PROVIDENCE, R.I. (WPRI) — Over the past four decades the world has greatly modernized how to collect, store and distribute data. But Rhode Island remains frozen in time in some vital areas of government.
State Human Resources Analyst Kelly Durkin-Murray started working for the state when electric typewriters and dot-matrix printers were the future.
Some 40 years later, she’s had to train millennials who land state jobs on how to use the machines.
“I trained a couple of younger employees,” Durkin-Murray said. “They were quite shocked. And their question was, what is that?”
State workers still write out their hours on time cards that are stored in stacks of boxes in a number of government offices.
Every sort of personnel issue you can imagine, from name changes to new addresses, also starts on paper.
The information is eventually typed out, then printed on dinosaur dot-matrix printers.
The five-ply paper gets separated and hand-delivered to other state offices.
Kyle Adamonis, executive director of human resources for the Department of Administration, went to to work for the state about two years ago.
“Human resources takes those forms and then they enter all that information in the [computer] system, after they make sure the calculations on those forms are correct,” Adamonis said. “It takes far more time than it should.”
Adding to the inefficiencies is the fact that older, long-term personnel document storage is on microfiche.
“It’s really old,” Adamonis said.
Expensive, too, when you add up the cost of the paper, ink and maintenance, since technicians who can repair the 40-plus-year-old machines are not always easy to find.
The current budget proposal includes a line item for a new Enterprise Resource Planning (ERP) system to modernize state HR, payroll, finance functions, grants management and other tasks.
If approved, the cost would be $33.3 million over 10 years, with $1.5 million of that allocated next fiscal year.
The total cost of the project is projected at $93 million, minus $37.7 million in what the DOA said would be “cost savings.”
The rest of the total would be comprised of $15.8 million in federal funding and $6.2 million in “restricted or other funds.”
The request has already sparked worried comparisons to the United Health Infrastructure Project (UHIP), a $600 million system for various benefit programs that was plagued by problems after it launched in 2016.
State Chief Digital and Information Officer Bijay Kumar emphasizes that unlike UHIP, which he says was custom built for Rhode Island, the ERP system officials plan to buy has a track record.

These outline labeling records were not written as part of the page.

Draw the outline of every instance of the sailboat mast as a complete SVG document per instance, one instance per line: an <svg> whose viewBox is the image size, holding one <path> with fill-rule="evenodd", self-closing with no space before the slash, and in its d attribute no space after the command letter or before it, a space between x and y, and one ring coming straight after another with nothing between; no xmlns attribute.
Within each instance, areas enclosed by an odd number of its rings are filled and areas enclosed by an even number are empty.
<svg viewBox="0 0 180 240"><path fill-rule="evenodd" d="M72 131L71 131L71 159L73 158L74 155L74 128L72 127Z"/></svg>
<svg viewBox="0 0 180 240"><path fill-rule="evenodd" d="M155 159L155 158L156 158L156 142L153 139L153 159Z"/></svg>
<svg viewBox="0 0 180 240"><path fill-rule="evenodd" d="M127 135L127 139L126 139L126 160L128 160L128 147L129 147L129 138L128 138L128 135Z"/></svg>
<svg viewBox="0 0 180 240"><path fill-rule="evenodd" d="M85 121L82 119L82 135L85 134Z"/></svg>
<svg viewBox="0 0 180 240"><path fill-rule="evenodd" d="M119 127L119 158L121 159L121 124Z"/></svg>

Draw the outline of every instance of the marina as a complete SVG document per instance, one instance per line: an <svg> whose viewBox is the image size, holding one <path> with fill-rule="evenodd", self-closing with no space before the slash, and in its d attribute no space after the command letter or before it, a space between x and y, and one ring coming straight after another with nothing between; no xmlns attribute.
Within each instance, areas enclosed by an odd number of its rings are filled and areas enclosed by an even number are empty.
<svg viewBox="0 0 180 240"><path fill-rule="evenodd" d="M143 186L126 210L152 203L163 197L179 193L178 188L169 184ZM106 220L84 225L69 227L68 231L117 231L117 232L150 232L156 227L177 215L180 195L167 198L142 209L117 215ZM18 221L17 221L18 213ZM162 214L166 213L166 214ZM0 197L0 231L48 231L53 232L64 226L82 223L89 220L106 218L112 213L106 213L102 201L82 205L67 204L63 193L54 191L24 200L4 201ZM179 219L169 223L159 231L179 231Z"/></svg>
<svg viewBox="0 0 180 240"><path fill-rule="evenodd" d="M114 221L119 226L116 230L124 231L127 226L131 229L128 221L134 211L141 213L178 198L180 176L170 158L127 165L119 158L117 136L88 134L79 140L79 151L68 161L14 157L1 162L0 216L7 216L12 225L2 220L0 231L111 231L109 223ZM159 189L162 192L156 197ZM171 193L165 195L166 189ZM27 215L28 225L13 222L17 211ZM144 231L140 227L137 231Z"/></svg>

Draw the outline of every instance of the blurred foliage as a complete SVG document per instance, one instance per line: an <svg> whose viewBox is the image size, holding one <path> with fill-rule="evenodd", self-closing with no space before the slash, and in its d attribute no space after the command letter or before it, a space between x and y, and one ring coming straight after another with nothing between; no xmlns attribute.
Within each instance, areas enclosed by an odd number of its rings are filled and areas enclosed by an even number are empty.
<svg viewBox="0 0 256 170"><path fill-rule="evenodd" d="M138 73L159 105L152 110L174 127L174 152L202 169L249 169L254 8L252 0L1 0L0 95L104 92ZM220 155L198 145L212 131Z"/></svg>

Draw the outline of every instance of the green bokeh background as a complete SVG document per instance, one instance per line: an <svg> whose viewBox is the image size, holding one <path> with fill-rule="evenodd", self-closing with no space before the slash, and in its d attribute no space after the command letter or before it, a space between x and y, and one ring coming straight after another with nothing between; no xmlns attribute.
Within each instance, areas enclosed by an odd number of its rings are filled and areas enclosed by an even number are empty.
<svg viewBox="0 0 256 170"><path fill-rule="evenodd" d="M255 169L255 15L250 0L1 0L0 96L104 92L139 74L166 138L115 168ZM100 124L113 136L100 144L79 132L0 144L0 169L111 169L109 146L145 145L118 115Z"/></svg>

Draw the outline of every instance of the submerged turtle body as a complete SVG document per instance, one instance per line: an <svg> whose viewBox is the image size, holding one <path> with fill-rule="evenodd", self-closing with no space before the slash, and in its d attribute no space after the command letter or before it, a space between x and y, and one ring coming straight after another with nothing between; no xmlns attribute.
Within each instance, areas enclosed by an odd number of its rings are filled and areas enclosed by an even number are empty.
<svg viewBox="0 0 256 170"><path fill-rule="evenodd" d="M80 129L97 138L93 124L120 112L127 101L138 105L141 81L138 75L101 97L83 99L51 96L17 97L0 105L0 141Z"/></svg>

“It has been tested in the private sector, the public sector, in thousands of companies around the world,” Kumar said.
If the funding comes through, Kumar said “pre-implementation” would take about 18 months, with another 39 months needed to make the system fully operational.
“The old system will be turned off only after we completely test and make sure that the new system works as planned,” Kumar said.
Rhode Island is one of 12 states with antiquated data systems, according to the DOA. Seven of them, including Florida and Illinois, are currently trying to modernize.
Eli Sherman contributed to this report.